The head of Acadian Ambulance, which is evacuating the sick and injured from the stadium, says the evacuation won't resume until security officials "gain control of the Superdome."
A National Guard official says thousands of people have rushed toward the dome to try to get on buses taking people from the stadium to the Astrodome in Texas.
The Acadian official says a medi-vac helicopter pilot reported an armed mob when he tried to land last night at a hospital in the city's outskirts.

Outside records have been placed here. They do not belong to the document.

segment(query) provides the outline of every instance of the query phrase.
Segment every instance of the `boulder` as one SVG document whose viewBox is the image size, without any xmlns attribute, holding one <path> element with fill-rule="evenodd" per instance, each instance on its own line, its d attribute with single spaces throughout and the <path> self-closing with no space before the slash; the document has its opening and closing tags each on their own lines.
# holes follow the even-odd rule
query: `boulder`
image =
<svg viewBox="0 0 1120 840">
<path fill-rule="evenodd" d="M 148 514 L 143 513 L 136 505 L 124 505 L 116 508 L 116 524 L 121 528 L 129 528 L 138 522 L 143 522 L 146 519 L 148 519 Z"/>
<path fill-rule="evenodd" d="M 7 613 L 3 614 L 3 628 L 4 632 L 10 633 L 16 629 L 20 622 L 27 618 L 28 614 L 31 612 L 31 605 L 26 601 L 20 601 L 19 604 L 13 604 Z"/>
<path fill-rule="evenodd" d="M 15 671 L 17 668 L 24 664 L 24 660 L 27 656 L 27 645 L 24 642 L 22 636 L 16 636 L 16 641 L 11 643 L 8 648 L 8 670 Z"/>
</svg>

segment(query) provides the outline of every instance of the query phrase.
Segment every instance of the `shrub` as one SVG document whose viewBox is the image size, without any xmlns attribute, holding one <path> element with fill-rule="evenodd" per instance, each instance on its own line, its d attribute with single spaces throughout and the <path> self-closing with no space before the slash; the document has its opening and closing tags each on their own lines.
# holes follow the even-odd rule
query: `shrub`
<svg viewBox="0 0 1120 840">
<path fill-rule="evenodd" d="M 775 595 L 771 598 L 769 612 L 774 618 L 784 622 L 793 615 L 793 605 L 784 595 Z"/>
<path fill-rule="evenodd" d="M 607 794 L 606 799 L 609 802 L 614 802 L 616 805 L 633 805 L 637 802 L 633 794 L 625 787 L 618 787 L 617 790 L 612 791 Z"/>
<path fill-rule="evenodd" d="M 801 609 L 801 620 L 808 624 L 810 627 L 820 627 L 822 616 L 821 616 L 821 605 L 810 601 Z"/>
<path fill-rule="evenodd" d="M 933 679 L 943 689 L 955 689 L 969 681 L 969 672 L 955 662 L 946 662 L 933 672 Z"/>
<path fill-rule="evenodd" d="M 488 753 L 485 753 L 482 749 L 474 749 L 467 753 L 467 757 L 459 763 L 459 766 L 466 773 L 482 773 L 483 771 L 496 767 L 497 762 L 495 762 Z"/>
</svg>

The pilot didn't land.
And the official says medics are calling for help, because they are scared of armed people outside the Superdome.
President Bush says there should be "zero-tolerance" for people breaking the law in hurricane-damaged areas.
He says that goes for looting, price-gouging, insurance fraud, taking advantage of charity or otherwise exploiting the situation. Bush says he's told law officials to pursue lawbreakers.
Bush tells A-B-C people need to "take personal responsibility" to keep the disaster from getting worse.
He says tens of thousands of National Guard members are being deployed to the region to help in the relief.
Other major developments in the aftermath of Hurricane Katrina:
-- The first of nearly 25,000 refugees being sheltered at the Superdome in New Orleans arrive at Houston's Astrodome, where they will stay until floodwaters recede. One "renegade" bus showed up with other refugees from New Orleans.
-- Officials start evacuating 10,000 people -- patients, staff and refugees -- out of nine hospitals in the New Orleans area without power, using generators that are running low on fuel, or battling floodwaters.
-- Tenet Healthcare Corp. asks Louisiana State Police and the U.S. Coast Guard to help evacuate one of its fully functioning hospitals after a supply truck carrying food, water, medical supplies was held up by gunmen.
-- New Orleans Mayor Ray Nagin orders 1,500 police to leave their search-and-rescue missions and return to the streets to stop looting. He says looters would be arrested and jailed.
-- The Red Cross says it has collected $21 million, nearly $15 million of that from individual donations through its Web site. Some people offer up their homes as temporary shelters, listing information on the Internet.
-- In Washington, the Bush administration is working to put a price tag on the government's share of the recovery effort, which Bush will submit in an emergency budget request to Congress in the days ahead.
-- Bush says the government has sent 5.4 million precooked meals, 13.4 million liters of water, more than 1,000 search and rescue personnel and the floating hospital ship USNS Comfort to the Gulf Coast.
-- Rubber and timber shipments set to dock in New Orleans will unload at the Port of Houston Thursday -- the first of many rerouted cargo shipments the port may receive.
-- Wynton Marsalis, Usher, John Mellencamp and Green Day say they will participate in a Hurricane Katrina telethons to raise funds for the American Red Cross and other organizations. Jerry Lewis' annual Labor Day fundraiser will join in as well.